Le lichen d’Islande, soutien de l’immunité

On rencontre Cetraria islandica dans le nord du Canada, l’Alaska, la Grande-Bretagne, l’Irlande, la Scandinavie, les Alpes françaises et bien sûr l’Islande. C’est l’un des lichens qui constitue la nourriture hivernale des caribous. Dans les pays nordiques on le mélange avec de la farine pour en faire du pain, du porridge… D’un point de vue médicinal, ce lichen agit sur les problèmes de bronches, améliorant par exemple une toux persistante. Il soutient et stimule l’immunité. Il améliore la digestion, les problèmes de ballonnements et peut redonner de l’appétit. Des études en laboratoire et cliniques ont montré des actions antivirales, même sur la réplication du virus du sida.

Le lichen boréal ou lichen des rennes, pourvoyeur de vitamine D3

Cladonia rangiferina (L.) Weber est désormais connu, car c’est l’un des seuls organismes non animaux capables de synthétiser de la vitamine D3 en grande quantité. Une originalité, car on extrait plus facilement des végétaux ou champignons de la vitamine D2, qui est moins bien assimilée par notre organisme. Depuis quelques années, des techniques existent pour extraire la vitamine D3 du lichen boréal, qui pousse à l’état sauvage dans les régions froides et tempérées (Scandinavie, Canada, Irlande). Il est également connu sous l’appellation « lichen des rennes » ou « lichen des caribous » car il constitue une source importante de nourriture pour ces cervidés, dont le microbiote est capable de détoxifier l’acide usnique. On le trouve sur les rochers et les arbres des zones humides. Sa récolte est encadrée afin de protéger la ressource.

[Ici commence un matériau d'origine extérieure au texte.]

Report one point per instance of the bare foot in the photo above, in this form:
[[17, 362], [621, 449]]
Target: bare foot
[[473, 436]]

Des labos qui misent sur les lichens

Certains compléments alimentaires et médicaments utilisent les propriétés des lichens.

  • Le lichen d’Islande est présent dans des pastilles respiratoires pour maux de gorge (laboratoire Pierre Fabre) et des sirops (Upsa et Stilaxx).
  • Le lichen (Lobaria pulmonaria ou Sticta pulmonaria pour l’homéopathie), entre dans la composition de sirops antitussifs homéopathiques (Boiron).